Figure 2Collinearity between three paralogous castor bean genomic regions and their putative orthologues in other dicot genomes
a) An example of a conserved paralogous triplication in the castor bean genome. b–e) Putative orthologous gene pairs are shown as colored lines connecting the castor bean scaffolds (noted as Rc:scaffold number) to chromosomes or scaffolds in the other dicot genome. In most cases, one copy of the paralogous castor bean genes corresponds to two genes in poplar (b), one gene in grapevine (c), and four genes in Arabidopsis (d). The castor bean-papaya relationship (e) is inconclusive. Numbers around the circles correspond to linkage group numbers (b), chromosome numbers (c and d), or scaffold numbers (e). Grapevine scaffolds that were mapped to chromosomes but their exact location is unknown are noted with an "r" (random). The size of the castor bean genomic regions is proportional in all circles. Additional castor bean paralogous regions and their corresponding orthologues from other dicots are shown in Supplementary Figure 3.

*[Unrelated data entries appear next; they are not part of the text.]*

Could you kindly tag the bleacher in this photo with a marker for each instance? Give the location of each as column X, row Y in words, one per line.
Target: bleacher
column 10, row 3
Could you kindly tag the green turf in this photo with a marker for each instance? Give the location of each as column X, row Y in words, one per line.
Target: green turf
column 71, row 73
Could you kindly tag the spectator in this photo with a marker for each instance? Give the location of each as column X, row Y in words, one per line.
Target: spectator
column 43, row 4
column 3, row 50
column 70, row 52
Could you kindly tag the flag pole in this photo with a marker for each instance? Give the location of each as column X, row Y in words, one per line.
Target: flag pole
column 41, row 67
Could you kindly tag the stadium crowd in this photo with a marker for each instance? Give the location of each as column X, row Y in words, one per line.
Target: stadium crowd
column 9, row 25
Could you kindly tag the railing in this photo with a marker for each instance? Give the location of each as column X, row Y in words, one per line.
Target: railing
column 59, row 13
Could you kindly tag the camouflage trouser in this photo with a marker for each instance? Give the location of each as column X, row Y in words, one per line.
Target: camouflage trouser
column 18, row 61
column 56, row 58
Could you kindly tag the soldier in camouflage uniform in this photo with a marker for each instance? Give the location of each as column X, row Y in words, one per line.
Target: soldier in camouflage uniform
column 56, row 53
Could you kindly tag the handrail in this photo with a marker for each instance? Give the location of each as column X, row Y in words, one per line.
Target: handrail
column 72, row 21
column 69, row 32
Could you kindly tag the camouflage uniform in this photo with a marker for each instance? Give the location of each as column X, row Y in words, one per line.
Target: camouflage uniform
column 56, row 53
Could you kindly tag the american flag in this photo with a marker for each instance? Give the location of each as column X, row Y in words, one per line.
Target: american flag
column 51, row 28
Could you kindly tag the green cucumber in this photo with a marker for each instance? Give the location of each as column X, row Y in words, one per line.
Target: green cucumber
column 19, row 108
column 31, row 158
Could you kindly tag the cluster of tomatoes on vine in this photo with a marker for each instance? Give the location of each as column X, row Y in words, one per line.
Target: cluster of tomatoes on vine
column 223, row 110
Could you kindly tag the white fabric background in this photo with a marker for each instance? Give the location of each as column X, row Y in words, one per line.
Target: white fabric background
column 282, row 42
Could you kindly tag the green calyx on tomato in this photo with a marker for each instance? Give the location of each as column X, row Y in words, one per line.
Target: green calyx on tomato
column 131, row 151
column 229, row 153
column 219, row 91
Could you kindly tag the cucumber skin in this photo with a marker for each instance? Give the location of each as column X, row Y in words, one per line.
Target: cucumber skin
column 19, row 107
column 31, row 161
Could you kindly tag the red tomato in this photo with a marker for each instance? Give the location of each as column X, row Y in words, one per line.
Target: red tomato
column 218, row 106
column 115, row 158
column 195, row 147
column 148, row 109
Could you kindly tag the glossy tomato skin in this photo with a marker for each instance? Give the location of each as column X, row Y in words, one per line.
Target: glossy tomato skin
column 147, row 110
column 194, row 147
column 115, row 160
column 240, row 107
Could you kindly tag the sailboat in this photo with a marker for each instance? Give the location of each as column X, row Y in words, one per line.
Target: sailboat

Figure 3Schematic representation of the members of the ricin/RCA lectin gene family in castor bean
Ricin protein domains are represented at the top by blue boxes, and gray boxes represent protein sequences from this gene family aligned to the ricin precursor protein sequence used as reference. The ruler indicates the amino acid coordinates. The ricin and RCA genes are indicated and the amino acid sequence length for each gene model is shown in parenthesis. Pairs of adjacent gene models that could belong to a single pseudogene are shown in gray.